About 1928 came a religious crisis in Mauriac's life, with a corresponding change of emphasis in his works. Earlier he had been criticized for portraying sinners more attractively than believers in the narrow, provincial, middle-class families of his novels, where, as all sexuality implies sin, love and happiness become impossible. Now he began to stress the possibility of divine grace, even for the hardened atheist and family tyrant who is the hero of Le Noeud de vipères (1932; Vipers' Tangle), the most successful of the later novels. In 1933 Mauriac was elected to the French Academy. Other works of this period include biographies, more poetry, and religious essays.
In the late 1930s Mauriac found politics coming to the forefront of his attention: he denounced Gen. Franco's insurrection in Spain and later, after the German defeat of France in 1940, helped the cause of the French Resistance with his pen. After the Liberation he continued to write hard-hitting political articles in several newspapers. More novels, stage plays, volumes of criticism, memoirs, and diaries brought Mauriac's total number of books to over 60. Awarded the Nobel Prize for literature in 1952, Mauriac became, after De Gaulle's return to power in 1958, one of the President's most passionate supporters. Mauriac died on Sept. 1, 1970.

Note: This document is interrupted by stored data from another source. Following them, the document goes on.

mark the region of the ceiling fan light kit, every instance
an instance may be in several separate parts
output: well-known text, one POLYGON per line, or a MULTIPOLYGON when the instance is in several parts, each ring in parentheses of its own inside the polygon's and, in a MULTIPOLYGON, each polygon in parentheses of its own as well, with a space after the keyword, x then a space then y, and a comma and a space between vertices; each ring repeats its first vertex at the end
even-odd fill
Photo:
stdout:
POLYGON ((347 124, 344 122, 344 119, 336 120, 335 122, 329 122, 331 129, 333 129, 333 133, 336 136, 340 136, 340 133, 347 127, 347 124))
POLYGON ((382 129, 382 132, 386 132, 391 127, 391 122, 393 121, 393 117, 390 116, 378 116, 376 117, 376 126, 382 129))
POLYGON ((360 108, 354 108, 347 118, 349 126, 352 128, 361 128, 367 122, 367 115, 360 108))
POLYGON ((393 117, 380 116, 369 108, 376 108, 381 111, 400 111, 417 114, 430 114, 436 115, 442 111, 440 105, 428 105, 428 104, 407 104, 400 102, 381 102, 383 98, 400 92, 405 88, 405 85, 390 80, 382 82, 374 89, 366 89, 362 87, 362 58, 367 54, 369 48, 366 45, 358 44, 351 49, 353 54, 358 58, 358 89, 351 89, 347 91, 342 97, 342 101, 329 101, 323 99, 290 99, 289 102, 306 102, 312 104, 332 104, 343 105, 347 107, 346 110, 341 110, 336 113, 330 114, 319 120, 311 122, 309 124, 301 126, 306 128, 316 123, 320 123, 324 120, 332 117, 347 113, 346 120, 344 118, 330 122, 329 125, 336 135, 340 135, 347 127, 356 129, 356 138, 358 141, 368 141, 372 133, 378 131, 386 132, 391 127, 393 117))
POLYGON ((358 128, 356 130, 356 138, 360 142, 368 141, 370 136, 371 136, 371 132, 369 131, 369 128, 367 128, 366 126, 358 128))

Mauriac's fictional world is that of his childhood and adolescence in the Landes region in the period about 1900, which he evokes with poetic intensity; his primary theme, the clash between sin and the desire for religious salvation. "I try to make the Catholic universe of evil palpable, tangible, odorous." This powerful creation of atmosphere and shrewd psychological insight--if perhaps in a somewhat narrow field--have brought Mauriac an extremely high reputation as a novelist.